A random vector of continuous random variables and its Order Statistics

63 Views Asked by At

I am reading a book Introduction to Probability by Joe Blitzstein, Jessica Hwang. I was going though a section on Order Statistics, which I have mentioned below.

Let $X_1, X_2, \cdots, X_n$ be i.i.d continuous r.v.s with CDF $F$ and PDF $f$. Suppose $Y_1, Y_2, \cdots, Y_n$ be the order statistics of $Y_1, Y_2, \cdots, Y_n$. We can find the PDF $f_{Y_j}$ of the $j$th order statistic $Y_j$ as follows.

Consider $f_{Y_j}(x) \mathrm{d} x$, which is the probability that $Y_j$ falls into an infinitesimal interval of length $\mathrm{d} x$ around $x$. Thus we need one of $X_i$ to fall into the infinitesimal interval around $x$, and we need exactly $j - 1$ of the $X_i$ to fall to the left of $x$, leaving the remaining $n - j$ to fall to the right of $x$. We can do this as follows. First, we choose which of the $X_i$ will fall into the infinitesimal interval around $x$. There are $n$ such choices, each of which occurs with a probability $f(x) \mathrm{d} x$. Next we choose exactly $j - 1$ of the remaining $n- 1$ to fall to the right of $x$. There are $\binom{n - 1} {j - 1}$ such choices, each with probability $F(x) ^ {j - 1} (1 - F(x) ) ^ {n - j}$. We therefore have \begin{equation*} f_{Y_j}(x) \mathrm{d}x = n f(x) \mathrm{d} x \binom{n - 1} {j - 1} F(x) ^ {j - 1} (1 - F(x) ) ^ {n - j} \end{equation*} , and hence \begin{equation*} f_{Y_j}(x) = n f(x) \binom{n - 1} {j - 1} F(x) ^ {j - 1} (1 - F(x) ) ^ {n - j} \end{equation*}


I have some questions regarding the above argument.
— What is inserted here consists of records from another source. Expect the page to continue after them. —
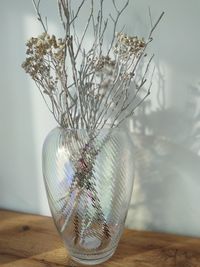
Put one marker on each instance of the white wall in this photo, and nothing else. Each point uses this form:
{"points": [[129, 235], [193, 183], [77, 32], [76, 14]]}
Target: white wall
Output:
{"points": [[167, 133]]}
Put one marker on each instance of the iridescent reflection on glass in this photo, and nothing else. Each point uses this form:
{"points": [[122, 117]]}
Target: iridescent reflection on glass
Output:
{"points": [[88, 177]]}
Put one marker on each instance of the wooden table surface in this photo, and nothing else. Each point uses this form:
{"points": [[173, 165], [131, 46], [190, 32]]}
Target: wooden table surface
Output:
{"points": [[32, 241]]}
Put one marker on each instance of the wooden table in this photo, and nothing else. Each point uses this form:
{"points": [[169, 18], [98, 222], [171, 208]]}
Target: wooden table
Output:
{"points": [[32, 241]]}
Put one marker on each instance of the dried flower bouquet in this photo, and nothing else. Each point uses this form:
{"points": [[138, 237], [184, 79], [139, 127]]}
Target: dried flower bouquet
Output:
{"points": [[88, 87]]}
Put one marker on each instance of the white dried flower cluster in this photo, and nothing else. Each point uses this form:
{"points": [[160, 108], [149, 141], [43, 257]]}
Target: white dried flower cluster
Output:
{"points": [[87, 87], [104, 64], [41, 51], [128, 46]]}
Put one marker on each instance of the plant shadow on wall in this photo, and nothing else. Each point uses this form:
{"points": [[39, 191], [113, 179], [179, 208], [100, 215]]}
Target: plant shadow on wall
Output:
{"points": [[167, 144]]}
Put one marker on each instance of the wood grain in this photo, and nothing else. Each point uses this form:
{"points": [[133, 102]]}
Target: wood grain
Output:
{"points": [[32, 241]]}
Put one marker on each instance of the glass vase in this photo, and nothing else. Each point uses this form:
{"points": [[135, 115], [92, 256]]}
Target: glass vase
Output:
{"points": [[89, 178]]}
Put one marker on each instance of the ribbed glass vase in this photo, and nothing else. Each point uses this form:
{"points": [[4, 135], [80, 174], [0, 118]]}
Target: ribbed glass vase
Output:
{"points": [[88, 177]]}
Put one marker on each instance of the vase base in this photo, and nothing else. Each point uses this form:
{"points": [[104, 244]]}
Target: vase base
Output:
{"points": [[93, 259]]}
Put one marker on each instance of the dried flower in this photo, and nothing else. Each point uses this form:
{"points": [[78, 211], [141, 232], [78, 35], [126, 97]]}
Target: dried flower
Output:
{"points": [[98, 90], [128, 46]]}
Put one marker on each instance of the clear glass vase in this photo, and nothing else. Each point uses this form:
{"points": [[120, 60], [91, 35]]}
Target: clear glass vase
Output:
{"points": [[89, 178]]}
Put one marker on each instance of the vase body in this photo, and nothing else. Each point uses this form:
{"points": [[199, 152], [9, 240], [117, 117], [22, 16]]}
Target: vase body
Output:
{"points": [[88, 177]]}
It is given that to find the probability that $Y_j$ falls into an infinitesimal interval of length $\mathrm{d} x$ around $x$, we need to find the probability that one of $X_i$ to fall into the infinitesimal interval around $x$, and we need exactly $j - 1$ of the $X_i$ to fall to the left of $x$, leaving the remaining $n - j$ to fall to the right of $x$.

However, I do not 'clearly' understand why only one of the $X_i$ must fall into an interval of length $\mathrm{d} x$ around $x$ even though $Y_1 \le \cdots \le Y_n$ and the equality 'could' hold true. My understanding is that since $X_1, X_2, \cdots, X_n$ are i.i.d continuous r.v.s the probability of a 'tie' is zero, i.e., $P(X_m = X_n) = 0$ for all $m \neq n$. Now if two of $X_i$s falls into into an infinitesimal interval of length $\mathrm{d} x$ around $x$ then the probability would be $\left( f(x)\mathrm{d} x \right) ^ 2$ which could be non-zero, and this contradicts the fact that the probability of a tie is zero. Is my reasoning correct? If not, what could be the reason to say that one of $X_i$ must fall into an interval of length $\mathrm{d} x$ around $x$?